VisualSynth

Multi Language
App logo
Different language output 1
Different language output 2
Different language output 3
Output snippets

Inspiration

Our journey began with a visit to a school for disabled children and a heartfelt interaction with them about their disabilities. During this visit, the candid and immediate conversations with these inspiring young individuals sparked a deep desire within us to make an impact of difference in their lives. This experience was not just eye-opening—it was transformative, forcing us to think creatively about how technology could bridge gaps in their everyday experiences.

What it does

VisualSynth opens a new world for those who see it differently. It is designed for visually impaired people and anyone who struggles with recognizing their surroundings. Here's how it works:

Open the app: A user-friendly interface greets every user.

Activate the camera: With a simple tap, the camera comes to life, ready to capture the world in front of the user.

Image capture to audio transformation: Using the Gemini API, the app quickly converts captured images into text and then into clear, understandable speech.

This rapid conversion allows users to "hear" their environment, providing an audio description of things like signs, menus, and even facial expressions.

How we built it

We chose Flutter as our development framework due to its versatility and support for both Android and iOS platforms from a single codebase. This decision enabled us to focus more on enhancing the app's features rather than dealing with platform-specific issues.

At the heart of VisualSynth is the Gemini API, which performs the important task of transforming visual data into text and then speech, making real-time assistance possible.

Challenges we ran into

Transforming VisualSynth into a multilingual assistant was our steepest challenge. We wanted to ensure that no one was left behind due to language barriers.

One more, minimizing the processing time to deliver almost instantaneous feedback was essential, as any delay could disrupt the user experience.
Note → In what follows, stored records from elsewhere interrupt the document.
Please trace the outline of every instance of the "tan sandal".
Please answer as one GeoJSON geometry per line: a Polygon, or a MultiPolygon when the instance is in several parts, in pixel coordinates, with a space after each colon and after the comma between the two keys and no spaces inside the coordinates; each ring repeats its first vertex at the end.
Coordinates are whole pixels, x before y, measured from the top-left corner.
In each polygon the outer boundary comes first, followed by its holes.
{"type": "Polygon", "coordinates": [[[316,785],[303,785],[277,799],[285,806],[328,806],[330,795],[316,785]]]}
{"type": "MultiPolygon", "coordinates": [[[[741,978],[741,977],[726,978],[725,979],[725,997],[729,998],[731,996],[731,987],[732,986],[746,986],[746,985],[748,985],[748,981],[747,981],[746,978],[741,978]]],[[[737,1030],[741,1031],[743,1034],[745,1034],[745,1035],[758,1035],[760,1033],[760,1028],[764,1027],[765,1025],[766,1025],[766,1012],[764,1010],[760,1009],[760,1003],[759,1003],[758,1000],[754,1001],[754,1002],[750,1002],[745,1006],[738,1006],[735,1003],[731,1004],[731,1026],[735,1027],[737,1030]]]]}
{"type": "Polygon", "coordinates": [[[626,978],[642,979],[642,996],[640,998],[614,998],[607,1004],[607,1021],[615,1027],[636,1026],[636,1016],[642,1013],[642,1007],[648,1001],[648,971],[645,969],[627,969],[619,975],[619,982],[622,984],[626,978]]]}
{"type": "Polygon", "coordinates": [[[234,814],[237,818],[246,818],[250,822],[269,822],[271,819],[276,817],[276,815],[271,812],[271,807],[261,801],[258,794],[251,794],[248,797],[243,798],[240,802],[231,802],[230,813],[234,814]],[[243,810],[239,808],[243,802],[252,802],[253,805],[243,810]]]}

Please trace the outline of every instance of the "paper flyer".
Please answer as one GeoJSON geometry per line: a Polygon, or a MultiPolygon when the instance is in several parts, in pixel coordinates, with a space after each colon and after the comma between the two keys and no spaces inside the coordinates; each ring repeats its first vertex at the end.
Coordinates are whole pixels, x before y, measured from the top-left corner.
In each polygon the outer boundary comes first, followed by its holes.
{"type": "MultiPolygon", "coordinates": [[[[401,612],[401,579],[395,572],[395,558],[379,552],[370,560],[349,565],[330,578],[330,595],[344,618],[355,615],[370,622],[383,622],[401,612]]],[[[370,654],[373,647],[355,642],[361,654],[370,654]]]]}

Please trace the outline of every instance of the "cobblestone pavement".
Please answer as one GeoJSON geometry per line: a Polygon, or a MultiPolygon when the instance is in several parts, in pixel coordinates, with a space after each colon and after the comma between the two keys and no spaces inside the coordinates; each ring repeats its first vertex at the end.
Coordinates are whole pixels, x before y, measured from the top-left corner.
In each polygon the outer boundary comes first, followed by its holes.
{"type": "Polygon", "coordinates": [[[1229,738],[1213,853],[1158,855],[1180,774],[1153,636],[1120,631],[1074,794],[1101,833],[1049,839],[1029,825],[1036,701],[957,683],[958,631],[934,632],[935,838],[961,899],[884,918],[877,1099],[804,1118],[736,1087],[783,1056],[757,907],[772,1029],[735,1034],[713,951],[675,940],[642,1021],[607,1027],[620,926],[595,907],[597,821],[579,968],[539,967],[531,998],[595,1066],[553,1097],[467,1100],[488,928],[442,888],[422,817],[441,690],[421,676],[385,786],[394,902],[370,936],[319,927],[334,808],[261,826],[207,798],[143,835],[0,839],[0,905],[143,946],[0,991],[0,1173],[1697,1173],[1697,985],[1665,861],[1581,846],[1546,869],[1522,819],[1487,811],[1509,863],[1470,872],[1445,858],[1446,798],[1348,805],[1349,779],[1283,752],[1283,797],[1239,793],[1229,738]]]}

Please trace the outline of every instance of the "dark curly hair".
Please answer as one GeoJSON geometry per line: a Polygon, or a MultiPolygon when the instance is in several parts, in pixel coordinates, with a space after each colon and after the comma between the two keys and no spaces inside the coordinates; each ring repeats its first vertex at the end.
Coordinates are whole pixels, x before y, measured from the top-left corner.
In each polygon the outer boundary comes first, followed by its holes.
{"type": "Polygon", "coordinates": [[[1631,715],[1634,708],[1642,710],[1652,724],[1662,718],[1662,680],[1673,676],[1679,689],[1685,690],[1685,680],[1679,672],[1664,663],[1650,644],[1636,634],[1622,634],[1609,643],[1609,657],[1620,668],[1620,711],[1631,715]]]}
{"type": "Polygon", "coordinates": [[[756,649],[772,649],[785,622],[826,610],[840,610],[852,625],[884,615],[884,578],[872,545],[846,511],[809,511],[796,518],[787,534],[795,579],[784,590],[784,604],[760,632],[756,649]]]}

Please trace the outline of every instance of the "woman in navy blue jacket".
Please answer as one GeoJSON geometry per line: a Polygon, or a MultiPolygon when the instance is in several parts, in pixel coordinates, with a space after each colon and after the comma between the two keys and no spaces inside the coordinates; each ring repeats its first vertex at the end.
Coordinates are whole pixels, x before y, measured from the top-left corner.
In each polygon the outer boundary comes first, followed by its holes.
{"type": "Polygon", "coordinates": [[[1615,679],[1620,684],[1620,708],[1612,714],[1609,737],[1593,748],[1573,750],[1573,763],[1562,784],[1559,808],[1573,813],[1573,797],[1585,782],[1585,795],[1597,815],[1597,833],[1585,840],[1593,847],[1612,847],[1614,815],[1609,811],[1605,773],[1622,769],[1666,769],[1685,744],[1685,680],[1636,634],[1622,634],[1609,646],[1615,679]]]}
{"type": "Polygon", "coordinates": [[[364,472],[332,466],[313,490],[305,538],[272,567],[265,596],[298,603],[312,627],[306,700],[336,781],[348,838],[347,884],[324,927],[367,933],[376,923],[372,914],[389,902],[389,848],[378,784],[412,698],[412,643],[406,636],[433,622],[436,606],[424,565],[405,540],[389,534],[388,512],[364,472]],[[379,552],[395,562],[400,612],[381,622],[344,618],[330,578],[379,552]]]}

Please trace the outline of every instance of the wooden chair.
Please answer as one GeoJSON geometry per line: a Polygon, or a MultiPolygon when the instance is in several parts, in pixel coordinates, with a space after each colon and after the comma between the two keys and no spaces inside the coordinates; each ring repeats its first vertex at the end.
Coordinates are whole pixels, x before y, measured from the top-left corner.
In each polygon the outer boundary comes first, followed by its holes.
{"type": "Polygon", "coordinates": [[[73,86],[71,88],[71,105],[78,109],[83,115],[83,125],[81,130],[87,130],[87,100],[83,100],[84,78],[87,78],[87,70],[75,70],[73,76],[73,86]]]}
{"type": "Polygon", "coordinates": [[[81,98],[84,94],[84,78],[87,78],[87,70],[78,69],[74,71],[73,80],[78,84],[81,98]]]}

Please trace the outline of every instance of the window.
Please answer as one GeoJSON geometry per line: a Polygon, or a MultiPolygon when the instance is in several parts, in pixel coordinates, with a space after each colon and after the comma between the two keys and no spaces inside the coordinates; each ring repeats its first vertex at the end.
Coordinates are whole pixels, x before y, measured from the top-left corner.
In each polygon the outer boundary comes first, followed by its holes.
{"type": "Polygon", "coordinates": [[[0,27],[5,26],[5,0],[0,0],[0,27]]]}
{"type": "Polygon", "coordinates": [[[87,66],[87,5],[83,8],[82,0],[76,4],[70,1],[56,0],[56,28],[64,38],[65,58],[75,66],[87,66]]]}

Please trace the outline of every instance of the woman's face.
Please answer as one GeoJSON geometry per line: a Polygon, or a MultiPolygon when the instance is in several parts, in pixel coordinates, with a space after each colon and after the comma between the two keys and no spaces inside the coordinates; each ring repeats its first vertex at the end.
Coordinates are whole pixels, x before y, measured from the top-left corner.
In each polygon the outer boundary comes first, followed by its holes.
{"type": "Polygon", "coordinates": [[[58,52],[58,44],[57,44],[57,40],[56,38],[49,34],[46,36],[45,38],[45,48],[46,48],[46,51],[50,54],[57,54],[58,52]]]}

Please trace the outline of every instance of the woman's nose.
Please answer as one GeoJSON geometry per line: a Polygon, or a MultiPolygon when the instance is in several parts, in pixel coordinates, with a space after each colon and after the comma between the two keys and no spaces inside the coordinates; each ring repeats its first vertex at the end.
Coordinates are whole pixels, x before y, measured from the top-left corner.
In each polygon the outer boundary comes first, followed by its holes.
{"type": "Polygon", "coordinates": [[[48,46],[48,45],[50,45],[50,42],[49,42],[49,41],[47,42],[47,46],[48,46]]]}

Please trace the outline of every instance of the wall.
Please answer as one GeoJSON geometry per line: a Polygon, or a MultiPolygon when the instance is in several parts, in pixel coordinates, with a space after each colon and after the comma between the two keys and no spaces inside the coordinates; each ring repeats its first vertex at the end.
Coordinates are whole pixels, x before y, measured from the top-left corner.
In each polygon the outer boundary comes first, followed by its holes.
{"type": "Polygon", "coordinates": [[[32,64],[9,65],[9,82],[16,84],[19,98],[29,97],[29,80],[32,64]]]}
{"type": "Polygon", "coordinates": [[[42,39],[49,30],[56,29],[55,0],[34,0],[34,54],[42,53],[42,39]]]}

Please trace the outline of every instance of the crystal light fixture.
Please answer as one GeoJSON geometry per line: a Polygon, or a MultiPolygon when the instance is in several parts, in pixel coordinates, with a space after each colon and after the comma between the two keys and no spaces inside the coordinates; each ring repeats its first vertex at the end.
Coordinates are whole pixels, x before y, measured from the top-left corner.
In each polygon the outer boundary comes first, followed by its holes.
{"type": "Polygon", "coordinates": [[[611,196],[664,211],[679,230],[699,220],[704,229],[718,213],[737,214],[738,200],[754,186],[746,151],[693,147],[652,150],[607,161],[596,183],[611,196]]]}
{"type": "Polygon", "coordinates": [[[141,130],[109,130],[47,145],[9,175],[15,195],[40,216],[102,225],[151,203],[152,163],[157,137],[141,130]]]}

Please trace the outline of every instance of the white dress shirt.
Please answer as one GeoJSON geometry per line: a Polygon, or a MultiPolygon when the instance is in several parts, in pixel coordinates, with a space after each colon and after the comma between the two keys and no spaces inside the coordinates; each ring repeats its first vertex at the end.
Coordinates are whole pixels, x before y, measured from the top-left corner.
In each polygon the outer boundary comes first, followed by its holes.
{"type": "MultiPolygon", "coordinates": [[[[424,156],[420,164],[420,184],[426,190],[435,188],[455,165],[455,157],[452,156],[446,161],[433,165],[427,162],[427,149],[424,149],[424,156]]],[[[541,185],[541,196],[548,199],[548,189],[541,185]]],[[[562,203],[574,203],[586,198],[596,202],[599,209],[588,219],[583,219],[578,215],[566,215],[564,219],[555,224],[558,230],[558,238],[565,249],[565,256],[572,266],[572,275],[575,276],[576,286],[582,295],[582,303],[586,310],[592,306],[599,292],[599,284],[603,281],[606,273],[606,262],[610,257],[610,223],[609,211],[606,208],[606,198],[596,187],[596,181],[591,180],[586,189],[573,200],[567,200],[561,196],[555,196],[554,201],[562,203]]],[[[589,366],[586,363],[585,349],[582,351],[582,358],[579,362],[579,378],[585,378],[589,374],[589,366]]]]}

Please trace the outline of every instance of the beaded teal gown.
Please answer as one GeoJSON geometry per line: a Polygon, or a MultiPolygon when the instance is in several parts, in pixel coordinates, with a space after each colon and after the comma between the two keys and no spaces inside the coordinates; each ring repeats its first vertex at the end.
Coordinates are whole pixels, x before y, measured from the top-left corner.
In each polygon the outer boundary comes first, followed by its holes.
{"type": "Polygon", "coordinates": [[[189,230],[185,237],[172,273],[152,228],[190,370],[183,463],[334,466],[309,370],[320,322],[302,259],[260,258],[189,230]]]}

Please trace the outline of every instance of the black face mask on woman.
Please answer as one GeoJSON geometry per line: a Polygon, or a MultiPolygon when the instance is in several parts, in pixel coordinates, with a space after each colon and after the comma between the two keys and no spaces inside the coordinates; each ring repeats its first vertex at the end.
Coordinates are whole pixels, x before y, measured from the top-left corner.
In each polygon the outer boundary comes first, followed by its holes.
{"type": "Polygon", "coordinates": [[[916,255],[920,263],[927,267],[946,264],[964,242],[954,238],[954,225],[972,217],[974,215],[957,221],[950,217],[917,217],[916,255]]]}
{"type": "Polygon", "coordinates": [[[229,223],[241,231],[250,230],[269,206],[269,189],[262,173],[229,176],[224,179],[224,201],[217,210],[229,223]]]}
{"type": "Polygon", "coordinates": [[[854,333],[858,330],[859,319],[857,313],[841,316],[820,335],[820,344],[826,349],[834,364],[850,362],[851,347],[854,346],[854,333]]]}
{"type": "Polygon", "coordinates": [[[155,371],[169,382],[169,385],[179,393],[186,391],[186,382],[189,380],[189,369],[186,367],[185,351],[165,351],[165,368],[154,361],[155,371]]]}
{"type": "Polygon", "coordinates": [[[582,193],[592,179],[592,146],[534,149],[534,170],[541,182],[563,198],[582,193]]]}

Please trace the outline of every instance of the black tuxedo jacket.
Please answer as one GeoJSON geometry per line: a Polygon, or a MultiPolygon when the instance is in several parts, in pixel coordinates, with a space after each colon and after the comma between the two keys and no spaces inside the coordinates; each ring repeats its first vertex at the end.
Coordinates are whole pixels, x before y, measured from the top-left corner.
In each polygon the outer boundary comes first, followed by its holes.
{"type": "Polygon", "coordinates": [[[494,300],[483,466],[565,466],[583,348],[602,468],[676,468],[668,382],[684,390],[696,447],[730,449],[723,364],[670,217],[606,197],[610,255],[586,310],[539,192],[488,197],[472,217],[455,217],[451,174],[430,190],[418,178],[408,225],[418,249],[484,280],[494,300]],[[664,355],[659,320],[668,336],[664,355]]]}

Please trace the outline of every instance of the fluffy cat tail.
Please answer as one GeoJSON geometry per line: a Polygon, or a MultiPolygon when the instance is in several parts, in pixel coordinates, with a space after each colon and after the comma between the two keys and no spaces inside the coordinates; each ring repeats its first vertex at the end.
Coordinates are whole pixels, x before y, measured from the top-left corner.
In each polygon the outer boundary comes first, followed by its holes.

Accomplishments that we're proud of

We are immensely proud of how VisualSynth can became a tool that promotes inclusion and accessibility. Making it multilingual was not just a technical challenge but a commitment to inclusivity, ensuring that users from different linguistic backgrounds could benefit from our app.

What we learned

Our initial research involved diving into the day-to-day experiences of visually impaired individuals, which revealed the importance of sound in their spatial awareness and safety. This insight was invaluable.

Working with Google AI Studio and Gemini API not only enhanced our technical skills but also taught us about the potential and impact of AI in real-life applications.

What's next for VisualSynth

The future of VisualSynth is filled with exciting possibilities. We plan to expand its capabilities by integrating video processing for a more dynamic feedback system and exploring the potential of AR/VR and IoT to create more immersive experiences.

These advancements will not only enhance the practical utility of VisualSynth but also deepen its impact on users' lives.